Il defunto odiava i pettegolezzi di Menoventi, basato sull’omonimo romanzo di Serena Vitale, è la ricostruzione degli ultimi momenti di vita del poeta, in cui lo spettatore – attraverso un meccanismo intricato e frammentato – viene accompagnato in un viaggio all’interno delle varie versioni dell’accaduto.
Lo spettacolo ripropone infatti la medesima struttura del libro di Vitale, che ricostruisce il mistero attorno al “caso Majakovskij” per frammenti di dati e ipotesi. Scene, testimonianze e interventi degli attori sono introdotti da cartelli e qualche proiezione che rimandano alla grafica degli anni ‘20, così come l’estetica, l’utilizzo dello spazio e alcune scene recitate fronte pubblico in proscenio ricordano il teatro degli anni ‘30. A governare il montaggio è la Donna Fosforescente (Consuelo Battiston) proveniente da un lontano futuro, la quale manovra spazi e tempi, riavvolge o mette in pausa alcuni passaggi della vicenda, commenta i fatti e interroga testimoni.
È curioso come questo meccanismo in cui la temporalità è manovrata e manipolata a proprio piacimento – peculiarità della regia degli ultimi lavori di Menoventi – incontri anche le ultime produzioni del poeta forti di rimandi al viaggio nel tempo e destinati agli interlocutori del futuro.

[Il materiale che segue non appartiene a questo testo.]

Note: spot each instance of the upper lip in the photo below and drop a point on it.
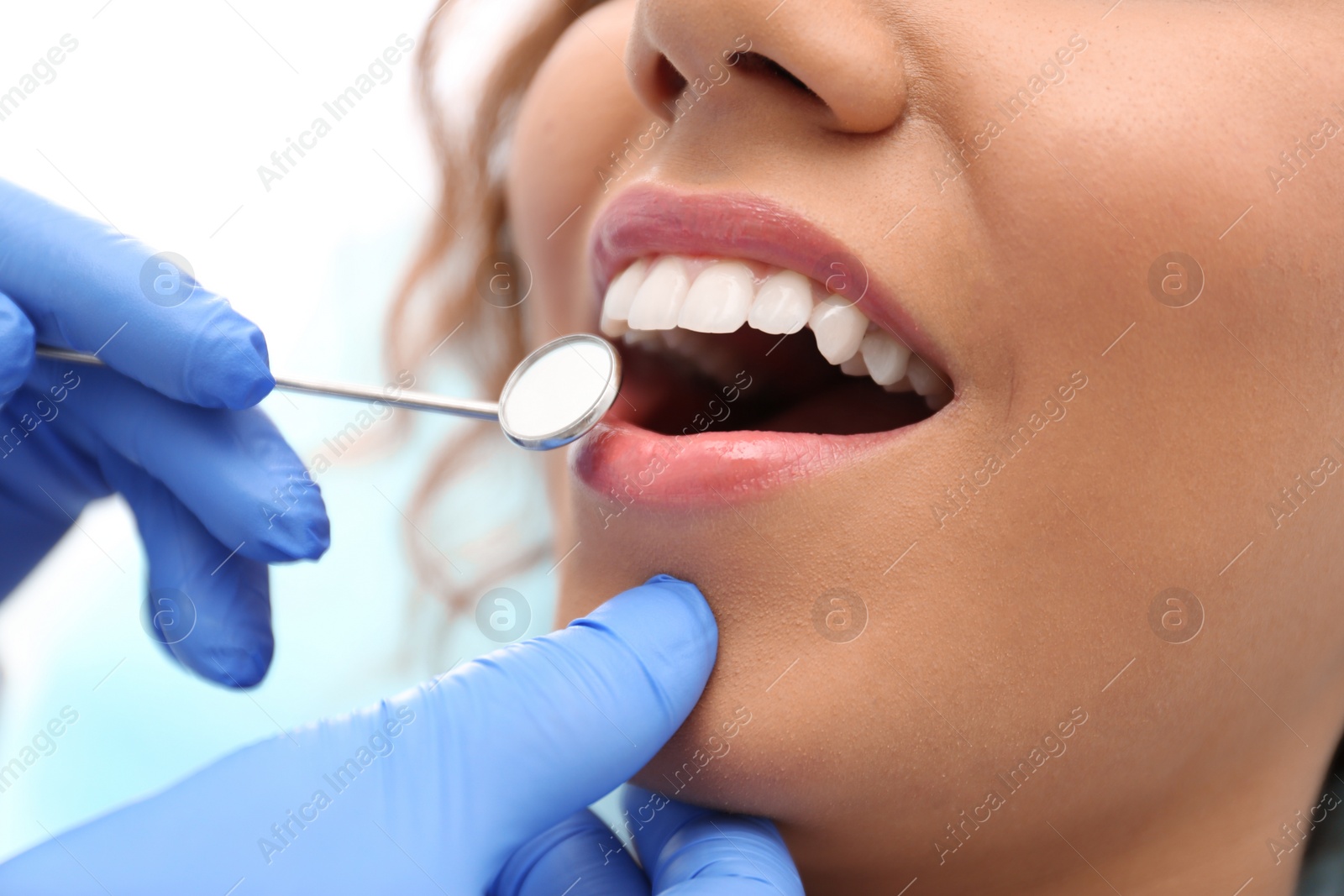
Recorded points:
(647, 221)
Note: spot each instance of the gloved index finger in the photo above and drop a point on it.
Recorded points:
(87, 286)
(687, 851)
(562, 719)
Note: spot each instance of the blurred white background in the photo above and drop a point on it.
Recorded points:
(158, 123)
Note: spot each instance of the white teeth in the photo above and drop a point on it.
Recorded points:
(719, 298)
(616, 307)
(783, 305)
(658, 301)
(839, 328)
(853, 367)
(885, 358)
(665, 304)
(924, 379)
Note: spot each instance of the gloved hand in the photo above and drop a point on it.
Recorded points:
(432, 792)
(215, 490)
(685, 851)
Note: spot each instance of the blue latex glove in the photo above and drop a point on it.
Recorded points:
(428, 793)
(685, 851)
(170, 426)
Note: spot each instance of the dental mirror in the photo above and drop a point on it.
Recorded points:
(553, 396)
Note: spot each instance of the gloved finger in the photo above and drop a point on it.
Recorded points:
(232, 469)
(17, 342)
(208, 609)
(580, 856)
(691, 852)
(45, 483)
(598, 699)
(87, 286)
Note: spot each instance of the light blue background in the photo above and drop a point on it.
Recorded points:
(158, 123)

Lo spettacolo, infatti, si muove bene nello spazio, ma è come se a reggere le fila di tutto sia proprio il Tempo: è lui a divertirsi a sconvolgere le logiche, a confondere lo spettatore con un calendario, un oggetto fisico sulla scrivania che va e viene, asincrono rispetto al tempo emotivo; un funzionale e immersivo meccanismo di nodi e riavvolgimenti che quasi mette in secondo piano l’esigenza dello spettatore di scoprire la verità, la direzione della vicenda. D’altronde,
come non si può parlare di una verità, di una storia, non si potrebbe neppure considerare un solo tempo. I tempi sono più di uno – direbbe Bergson, o anche Einstein – , sono talmente tanti e relativi che potrebbero anche non esistere, se non per necessità dell’essere umano di organizzarsi e scandire la propria esistenza. Così Majakovskij appena prima di morire sceglie di rompere i muri della convenzione temporale, dell’ordine stabilito: parla alla gente del futuro.

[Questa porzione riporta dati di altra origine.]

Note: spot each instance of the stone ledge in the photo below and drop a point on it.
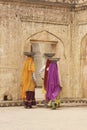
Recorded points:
(40, 103)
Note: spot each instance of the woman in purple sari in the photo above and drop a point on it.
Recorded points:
(53, 84)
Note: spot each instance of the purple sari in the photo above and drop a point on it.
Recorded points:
(53, 83)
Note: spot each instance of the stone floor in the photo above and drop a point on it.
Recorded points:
(40, 118)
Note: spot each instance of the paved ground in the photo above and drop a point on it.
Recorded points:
(40, 118)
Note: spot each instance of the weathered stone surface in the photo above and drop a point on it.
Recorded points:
(48, 28)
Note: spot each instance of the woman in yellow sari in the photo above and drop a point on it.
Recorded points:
(28, 81)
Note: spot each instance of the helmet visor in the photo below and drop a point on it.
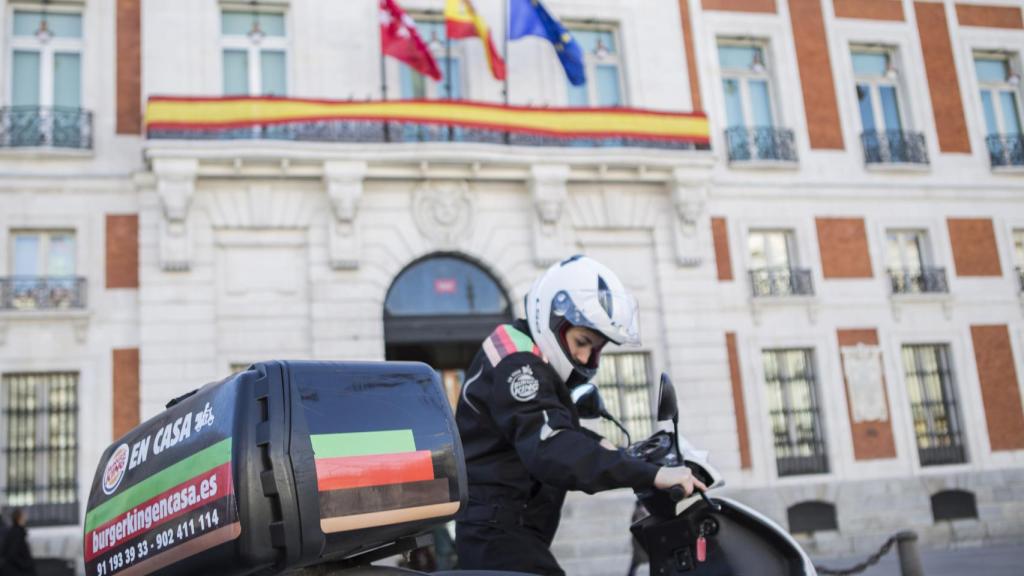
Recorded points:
(613, 315)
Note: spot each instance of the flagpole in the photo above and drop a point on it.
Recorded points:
(448, 72)
(505, 90)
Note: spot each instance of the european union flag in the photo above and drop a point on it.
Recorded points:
(529, 17)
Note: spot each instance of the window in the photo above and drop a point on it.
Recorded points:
(750, 116)
(773, 264)
(602, 65)
(254, 53)
(999, 86)
(812, 517)
(933, 404)
(43, 265)
(882, 118)
(793, 408)
(449, 56)
(41, 445)
(747, 85)
(908, 262)
(625, 383)
(45, 91)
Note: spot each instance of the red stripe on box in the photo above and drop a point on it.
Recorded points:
(378, 469)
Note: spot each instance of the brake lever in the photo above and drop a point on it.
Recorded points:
(676, 494)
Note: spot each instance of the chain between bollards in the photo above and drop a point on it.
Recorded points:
(909, 561)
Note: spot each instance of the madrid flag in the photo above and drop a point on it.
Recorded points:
(400, 40)
(464, 22)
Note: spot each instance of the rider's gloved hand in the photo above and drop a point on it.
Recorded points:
(678, 476)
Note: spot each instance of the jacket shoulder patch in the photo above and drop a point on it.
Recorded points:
(523, 385)
(506, 340)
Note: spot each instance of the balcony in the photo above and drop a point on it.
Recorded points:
(41, 293)
(781, 282)
(30, 126)
(757, 145)
(894, 148)
(1006, 151)
(420, 121)
(924, 281)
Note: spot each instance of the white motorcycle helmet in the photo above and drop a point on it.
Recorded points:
(580, 291)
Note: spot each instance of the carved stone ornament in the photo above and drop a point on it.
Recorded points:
(689, 199)
(443, 212)
(549, 190)
(344, 188)
(175, 186)
(862, 368)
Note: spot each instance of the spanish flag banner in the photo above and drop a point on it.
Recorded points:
(464, 22)
(175, 117)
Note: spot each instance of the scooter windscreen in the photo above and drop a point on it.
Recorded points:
(283, 465)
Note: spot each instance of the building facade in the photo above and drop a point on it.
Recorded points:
(829, 270)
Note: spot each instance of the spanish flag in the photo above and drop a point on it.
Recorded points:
(464, 22)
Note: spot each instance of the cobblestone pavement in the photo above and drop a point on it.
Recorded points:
(983, 561)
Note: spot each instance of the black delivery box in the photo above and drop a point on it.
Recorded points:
(283, 465)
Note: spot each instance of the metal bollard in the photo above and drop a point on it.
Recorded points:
(909, 560)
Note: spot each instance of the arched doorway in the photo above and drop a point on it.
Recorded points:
(438, 310)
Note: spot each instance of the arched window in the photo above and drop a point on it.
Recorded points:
(812, 517)
(443, 298)
(953, 504)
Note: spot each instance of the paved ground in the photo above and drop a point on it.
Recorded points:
(987, 561)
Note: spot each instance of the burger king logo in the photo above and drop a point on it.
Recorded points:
(115, 470)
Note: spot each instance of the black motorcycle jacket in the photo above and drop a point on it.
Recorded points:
(520, 432)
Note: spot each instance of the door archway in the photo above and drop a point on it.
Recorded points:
(438, 310)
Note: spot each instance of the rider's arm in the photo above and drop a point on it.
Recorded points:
(526, 408)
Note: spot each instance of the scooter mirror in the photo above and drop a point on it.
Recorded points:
(668, 408)
(588, 401)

«Voglio parlare direttamente io ai posteri, prima che loro parlino di me». Il poeta gioca d’anticipo rispetto alle persone del domani, prendendo la prima parola su di lui anche oltre lui, quando a subentrare è ciò che palesa la necessità di concepire il tempo per i viventi: la memoria.
«Resuscitami! Voglio la vita non vissuta», un po’ Foscolo nel considerare le tombe, la memoria dei morti, come cinghia di trasmissione ultratemporale, testimone di incontenibili ideali, specie tramandati in versi, poesia. E perché dalla memoria, dalle idee consegnate, non affiorino sole illusioni, mantenere la consapevolezza del presente.